「八方ふさがり」に陥るトルコ中銀とリラ相場
第一生命経済研究所 主席エコノミスト / 西濵 徹
週刊金融財政事情 2021年4月27日号
トルコリラ相場はここ数年、下落傾向を強めてきた。その背景には、経常赤字と財政赤字という「双子の赤字」に加え、慢性的インフレという経済のファンダメンタルズ(基礎的条件)の脆弱さがある。また、米国など諸外国との対立、そして中央銀行の政策運営に対するエルドアン大統領による「圧力」といった問題も重なった。さらに、昨年は新型コロナウイルス蔓延による国際金融市場の動揺や世界経済の減速を受け、リラ相場は一時最安値を更新するなど、調整圧力を一段と強めた。
こうしたなか、昨年11月に中銀総裁に就任したアーバル氏は大幅利上げを実施した。一転して金融引き締めにかじを切ったことで、その後のリラ相場は底入れする動きが見られた(図表)。アーバル氏は今年3月の定例会合でも追加利上げを実施するなど、物価と通貨の安定を目指して敢然と引き締め姿勢を示す動きを見せた。しかし、「高金利は高インフレを招く」という「トンデモ理論」を唱えるエルドアン大統領との対立から、追加利上げ直後に突如更迭され、中銀の独立性に再び暗雲が立ち込める事態となった。
市場は、後任として総裁に就任したカブジュオール氏の姿勢を図りかねている。同氏はもともと大統領のトンデモ理論を信奉する姿勢を見せていたため、総裁交代後にリラ安が進むなど当初、市場では不安が広がった。ただ、その後は物価安定には金融引き締めが必要との認識を示すなど「変心」した姿勢も見せ、市場は幾分落ち着きを取り戻した。
しかし、4月15日に開催されたカブジュオール新総裁下で初となる定例会合では、政策金利を据え置いた。加えてアーバル前総裁の任期中に示された「必要に応じて一段の引き締めを行う」とのタカ派姿勢を取り下げた。

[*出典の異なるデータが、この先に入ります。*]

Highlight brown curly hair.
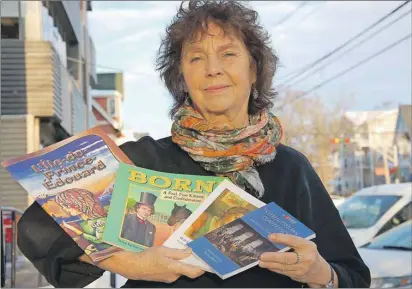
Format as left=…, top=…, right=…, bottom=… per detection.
left=156, top=0, right=278, bottom=117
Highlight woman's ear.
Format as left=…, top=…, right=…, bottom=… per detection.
left=250, top=60, right=257, bottom=86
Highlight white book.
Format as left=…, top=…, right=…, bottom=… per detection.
left=163, top=180, right=265, bottom=272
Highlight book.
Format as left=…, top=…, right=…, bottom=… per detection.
left=164, top=179, right=265, bottom=272
left=103, top=164, right=224, bottom=252
left=2, top=127, right=132, bottom=262
left=187, top=202, right=315, bottom=279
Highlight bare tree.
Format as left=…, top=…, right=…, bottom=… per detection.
left=274, top=91, right=351, bottom=190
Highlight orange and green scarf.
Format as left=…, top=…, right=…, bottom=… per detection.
left=172, top=101, right=282, bottom=198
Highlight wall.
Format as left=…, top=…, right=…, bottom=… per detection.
left=0, top=115, right=40, bottom=210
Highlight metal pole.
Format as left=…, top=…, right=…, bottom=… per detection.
left=10, top=211, right=17, bottom=288
left=81, top=1, right=93, bottom=128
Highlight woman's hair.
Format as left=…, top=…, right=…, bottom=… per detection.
left=55, top=189, right=106, bottom=219
left=156, top=0, right=278, bottom=117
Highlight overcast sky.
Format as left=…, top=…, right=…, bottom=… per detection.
left=89, top=1, right=412, bottom=138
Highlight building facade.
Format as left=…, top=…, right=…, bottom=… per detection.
left=331, top=109, right=399, bottom=195
left=0, top=1, right=97, bottom=210
left=394, top=105, right=412, bottom=182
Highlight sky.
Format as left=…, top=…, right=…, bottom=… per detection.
left=88, top=1, right=412, bottom=139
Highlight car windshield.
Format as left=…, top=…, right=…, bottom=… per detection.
left=339, top=195, right=400, bottom=229
left=367, top=222, right=412, bottom=250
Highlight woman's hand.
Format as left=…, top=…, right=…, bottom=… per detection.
left=80, top=246, right=204, bottom=283
left=259, top=234, right=338, bottom=287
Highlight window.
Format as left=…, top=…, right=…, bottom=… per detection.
left=376, top=203, right=412, bottom=236
left=1, top=17, right=19, bottom=39
left=339, top=195, right=400, bottom=229
left=367, top=222, right=412, bottom=250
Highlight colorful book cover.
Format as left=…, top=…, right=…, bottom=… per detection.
left=187, top=202, right=315, bottom=279
left=103, top=164, right=224, bottom=252
left=2, top=127, right=132, bottom=262
left=164, top=180, right=265, bottom=272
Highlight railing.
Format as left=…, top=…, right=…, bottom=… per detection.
left=0, top=207, right=48, bottom=288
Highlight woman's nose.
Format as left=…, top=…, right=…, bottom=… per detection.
left=206, top=56, right=223, bottom=77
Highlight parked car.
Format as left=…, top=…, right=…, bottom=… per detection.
left=338, top=183, right=412, bottom=247
left=359, top=221, right=412, bottom=288
left=330, top=195, right=346, bottom=208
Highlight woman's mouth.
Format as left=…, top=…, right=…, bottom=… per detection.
left=205, top=85, right=229, bottom=93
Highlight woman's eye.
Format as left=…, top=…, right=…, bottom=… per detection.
left=190, top=57, right=200, bottom=63
left=224, top=52, right=236, bottom=57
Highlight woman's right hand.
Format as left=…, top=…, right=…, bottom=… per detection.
left=80, top=246, right=205, bottom=283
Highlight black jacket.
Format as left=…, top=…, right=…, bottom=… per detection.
left=18, top=137, right=370, bottom=288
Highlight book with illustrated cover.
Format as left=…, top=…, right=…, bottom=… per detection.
left=187, top=202, right=315, bottom=279
left=164, top=179, right=265, bottom=272
left=103, top=164, right=224, bottom=252
left=2, top=127, right=132, bottom=262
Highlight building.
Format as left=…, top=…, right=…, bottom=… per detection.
left=91, top=72, right=149, bottom=145
left=394, top=105, right=412, bottom=182
left=0, top=1, right=97, bottom=210
left=331, top=109, right=399, bottom=195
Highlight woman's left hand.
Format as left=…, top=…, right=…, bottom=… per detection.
left=259, top=234, right=337, bottom=287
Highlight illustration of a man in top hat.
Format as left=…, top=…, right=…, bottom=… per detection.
left=121, top=192, right=157, bottom=247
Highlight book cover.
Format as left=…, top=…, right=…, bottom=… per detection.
left=164, top=179, right=265, bottom=272
left=187, top=202, right=315, bottom=279
left=103, top=164, right=224, bottom=252
left=2, top=127, right=131, bottom=262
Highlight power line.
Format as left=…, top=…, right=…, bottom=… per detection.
left=283, top=0, right=410, bottom=83
left=284, top=9, right=412, bottom=86
left=284, top=34, right=412, bottom=106
left=67, top=57, right=157, bottom=77
left=275, top=1, right=308, bottom=26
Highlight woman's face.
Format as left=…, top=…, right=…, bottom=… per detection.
left=181, top=23, right=256, bottom=121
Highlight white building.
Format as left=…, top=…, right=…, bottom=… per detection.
left=332, top=109, right=399, bottom=195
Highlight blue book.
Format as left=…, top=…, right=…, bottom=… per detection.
left=187, top=203, right=315, bottom=279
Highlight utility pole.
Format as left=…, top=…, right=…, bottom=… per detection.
left=382, top=148, right=391, bottom=184
left=80, top=0, right=92, bottom=129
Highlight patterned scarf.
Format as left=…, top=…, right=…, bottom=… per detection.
left=172, top=101, right=282, bottom=198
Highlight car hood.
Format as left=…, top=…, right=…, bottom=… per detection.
left=358, top=248, right=412, bottom=278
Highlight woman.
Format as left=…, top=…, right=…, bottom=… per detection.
left=19, top=1, right=370, bottom=287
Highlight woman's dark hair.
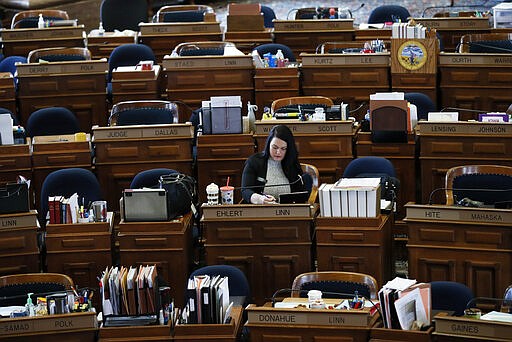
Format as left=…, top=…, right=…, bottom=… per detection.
left=263, top=125, right=302, bottom=179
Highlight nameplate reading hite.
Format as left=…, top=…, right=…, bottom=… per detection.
left=139, top=22, right=222, bottom=36
left=0, top=25, right=85, bottom=42
left=17, top=59, right=108, bottom=77
left=439, top=53, right=512, bottom=66
left=256, top=120, right=353, bottom=135
left=418, top=121, right=512, bottom=136
left=162, top=56, right=254, bottom=71
left=274, top=19, right=354, bottom=32
left=201, top=204, right=311, bottom=220
left=0, top=210, right=37, bottom=229
left=414, top=17, right=490, bottom=30
left=300, top=53, right=390, bottom=67
left=405, top=205, right=512, bottom=225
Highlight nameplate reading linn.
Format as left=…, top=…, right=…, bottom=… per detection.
left=439, top=52, right=512, bottom=67
left=274, top=19, right=354, bottom=32
left=162, top=56, right=254, bottom=71
left=418, top=121, right=512, bottom=136
left=201, top=204, right=311, bottom=220
left=404, top=204, right=512, bottom=225
left=139, top=22, right=222, bottom=36
left=300, top=52, right=390, bottom=67
left=256, top=120, right=353, bottom=135
left=17, top=59, right=108, bottom=77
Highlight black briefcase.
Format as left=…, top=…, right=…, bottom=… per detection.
left=0, top=183, right=29, bottom=214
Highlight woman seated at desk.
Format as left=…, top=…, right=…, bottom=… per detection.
left=242, top=125, right=306, bottom=204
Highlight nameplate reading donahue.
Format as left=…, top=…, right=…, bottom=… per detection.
left=274, top=19, right=354, bottom=32
left=201, top=204, right=312, bottom=220
left=0, top=312, right=98, bottom=340
left=246, top=304, right=375, bottom=327
left=256, top=120, right=353, bottom=135
left=0, top=210, right=37, bottom=229
left=434, top=315, right=512, bottom=341
left=404, top=204, right=512, bottom=225
left=92, top=123, right=194, bottom=141
left=418, top=121, right=512, bottom=136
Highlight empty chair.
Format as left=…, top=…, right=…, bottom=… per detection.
left=292, top=271, right=379, bottom=299
left=26, top=107, right=80, bottom=137
left=430, top=281, right=474, bottom=316
left=100, top=0, right=148, bottom=32
left=109, top=100, right=178, bottom=126
left=368, top=5, right=411, bottom=24
left=254, top=43, right=296, bottom=62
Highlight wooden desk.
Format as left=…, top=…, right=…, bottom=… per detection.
left=17, top=60, right=108, bottom=132
left=404, top=204, right=512, bottom=298
left=416, top=121, right=512, bottom=203
left=162, top=55, right=254, bottom=122
left=439, top=53, right=512, bottom=116
left=92, top=123, right=193, bottom=211
left=117, top=213, right=193, bottom=308
left=274, top=19, right=355, bottom=56
left=139, top=21, right=222, bottom=63
left=0, top=25, right=85, bottom=56
left=0, top=210, right=41, bottom=276
left=315, top=215, right=393, bottom=286
left=0, top=312, right=98, bottom=342
left=201, top=204, right=316, bottom=304
left=196, top=134, right=255, bottom=203
left=301, top=52, right=391, bottom=120
left=254, top=120, right=355, bottom=184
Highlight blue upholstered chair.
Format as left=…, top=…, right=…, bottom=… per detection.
left=292, top=271, right=379, bottom=299
left=254, top=43, right=296, bottom=62
left=26, top=107, right=81, bottom=137
left=404, top=93, right=436, bottom=120
left=368, top=5, right=411, bottom=24
left=430, top=281, right=474, bottom=316
left=100, top=0, right=148, bottom=32
left=109, top=100, right=178, bottom=126
left=130, top=168, right=178, bottom=189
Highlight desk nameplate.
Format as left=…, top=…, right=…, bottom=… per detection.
left=0, top=312, right=98, bottom=337
left=0, top=210, right=39, bottom=229
left=201, top=204, right=313, bottom=220
left=416, top=121, right=512, bottom=137
left=0, top=25, right=85, bottom=43
left=17, top=59, right=108, bottom=77
left=414, top=17, right=491, bottom=31
left=300, top=52, right=390, bottom=67
left=162, top=55, right=254, bottom=71
left=255, top=120, right=353, bottom=135
left=404, top=204, right=512, bottom=226
left=439, top=52, right=512, bottom=67
left=139, top=21, right=222, bottom=36
left=274, top=19, right=354, bottom=32
left=434, top=315, right=512, bottom=341
left=92, top=123, right=194, bottom=142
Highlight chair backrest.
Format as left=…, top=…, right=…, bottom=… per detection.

このため、市場では中銀が先行き利下げに動くとの見方が出ている。仮に利下げに動けば、中銀およびリラは金融市場から見放されるリスクが高まる。一方、金融引き締めを実施すればカブジュオール総裁がエルドアン大統領と対立し、更迭される可能性も高まる。八方ふさがり状態に陥ったカブジュオール総裁の「本心」は見えない。
トルコでは足元、感染力の強い変異株によって新型コロナの感染が再拡大している。死亡者数も拡大傾向を強め、状況は厳しい。政府は夏季休暇の時期の行動制限を課すなど感染対策に動いているが、状況いかんではさらなる厳しい措置の発動を余儀なくされ、底入れが進んだ景気への悪影響は必至だ。近年のエルドアン政権の強権姿勢には国内でも不満がくすぶっており、新型コロナ対応の行方は政権を揺るがす事態に発展する恐れもある。